American and Southwest Airlines Notify Employees of Data Breach Exposing Thousands of Records

A data breach that occurred recently and impacted thousands of employees from two prominent U.S. airlines is believed to be the result of unauthorized access by an undisclosed third-party company.

Both American and Southwest airlines have issued notifications to their employees, informing them about the data breach involving the exposure of personal identifiable information. The breach was discovered on May 3 through an external source.

According to The Washington Examiner:

American Airlines and Southwest Airlines staff were made aware Friday of a cybersecurity threat to them from earlier this year.

Both companies reported that a third-party vendor’s systems were infiltrated on April 30. The airlines were made aware on May 3 and began sending letters to affected staff Friday. The data breach contained the “name and Social Security number, driver’s license number, passport number, date of birth, Airman Certificate number, and other government-issued identification number(s)” of pilots and other staff.
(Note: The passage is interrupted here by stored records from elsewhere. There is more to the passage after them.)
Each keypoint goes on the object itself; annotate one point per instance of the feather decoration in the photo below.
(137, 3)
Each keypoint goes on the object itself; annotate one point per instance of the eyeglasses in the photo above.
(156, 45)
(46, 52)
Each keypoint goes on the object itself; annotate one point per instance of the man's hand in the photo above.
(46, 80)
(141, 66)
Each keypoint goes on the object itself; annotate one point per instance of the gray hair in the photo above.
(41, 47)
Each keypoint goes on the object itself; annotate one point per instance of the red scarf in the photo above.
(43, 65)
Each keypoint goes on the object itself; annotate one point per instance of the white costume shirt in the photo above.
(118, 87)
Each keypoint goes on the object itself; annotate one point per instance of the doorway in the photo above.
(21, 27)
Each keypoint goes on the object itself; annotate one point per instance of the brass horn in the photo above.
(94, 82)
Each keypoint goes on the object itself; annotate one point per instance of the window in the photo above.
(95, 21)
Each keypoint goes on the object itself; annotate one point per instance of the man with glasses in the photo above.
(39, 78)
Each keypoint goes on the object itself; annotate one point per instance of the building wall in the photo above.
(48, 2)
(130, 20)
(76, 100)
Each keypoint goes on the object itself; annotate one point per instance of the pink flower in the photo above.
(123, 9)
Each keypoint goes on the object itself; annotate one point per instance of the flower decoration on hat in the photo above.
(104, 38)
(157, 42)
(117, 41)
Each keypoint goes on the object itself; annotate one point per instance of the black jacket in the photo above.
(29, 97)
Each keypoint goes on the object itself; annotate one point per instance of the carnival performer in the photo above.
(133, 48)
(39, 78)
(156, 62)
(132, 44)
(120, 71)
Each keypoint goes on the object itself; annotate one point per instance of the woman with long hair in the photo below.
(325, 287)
American reported 5,745 employees were affected, and Southwest reported 3,009.

It remains to be seen if the third-party vendor involved in the data breach of both airlines was the same company. Southwest Airlines’ law firm Norton Rose Fulbright did not respond to the Washington Examiner’s request for comment.
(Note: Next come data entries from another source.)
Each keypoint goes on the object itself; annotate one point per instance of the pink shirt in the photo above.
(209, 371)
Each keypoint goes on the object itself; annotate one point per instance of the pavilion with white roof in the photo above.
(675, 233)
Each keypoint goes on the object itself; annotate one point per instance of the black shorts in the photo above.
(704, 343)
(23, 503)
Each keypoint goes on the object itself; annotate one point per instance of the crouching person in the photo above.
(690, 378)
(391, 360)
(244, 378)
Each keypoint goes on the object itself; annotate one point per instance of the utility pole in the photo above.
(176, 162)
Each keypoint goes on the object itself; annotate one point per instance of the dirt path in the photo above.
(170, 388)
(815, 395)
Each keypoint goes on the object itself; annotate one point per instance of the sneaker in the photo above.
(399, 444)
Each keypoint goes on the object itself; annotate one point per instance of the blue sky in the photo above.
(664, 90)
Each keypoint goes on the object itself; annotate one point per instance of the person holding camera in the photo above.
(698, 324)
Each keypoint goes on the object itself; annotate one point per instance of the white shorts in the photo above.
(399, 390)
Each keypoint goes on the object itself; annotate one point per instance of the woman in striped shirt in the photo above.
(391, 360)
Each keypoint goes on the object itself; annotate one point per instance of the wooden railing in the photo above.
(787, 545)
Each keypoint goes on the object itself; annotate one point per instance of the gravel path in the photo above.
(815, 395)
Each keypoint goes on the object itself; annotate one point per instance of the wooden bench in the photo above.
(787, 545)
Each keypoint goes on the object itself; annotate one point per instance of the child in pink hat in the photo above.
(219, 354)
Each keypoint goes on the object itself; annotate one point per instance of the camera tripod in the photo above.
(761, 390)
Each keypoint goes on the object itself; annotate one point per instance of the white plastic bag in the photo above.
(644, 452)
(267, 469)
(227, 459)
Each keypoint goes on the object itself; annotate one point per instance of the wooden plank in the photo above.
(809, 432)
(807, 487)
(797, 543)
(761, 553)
Both companies maintained that their own systems were unaffected and uncompromised. Additionally, Southwest committed to no longer working with the third-party vendor. American Airlines would not confirm or deny that it will continue to employ the vendor in a statement to the Washington Examiner.

“At this time, we have no evidence to suggest that the affected information was targeted or misused for purposes of fraud or identity theft,” the letter sent to Southwest employees read. American Airlines employees were told a similar message in different words.

As reparation, American Airlines gave affected staff a two-year membership to Experian’s IdentityWorksSM Credit 3B, and Southwest offered the Equifax Complete Premier equivalent. The memberships can help restore the identities of those who may have their identity stolen in the future.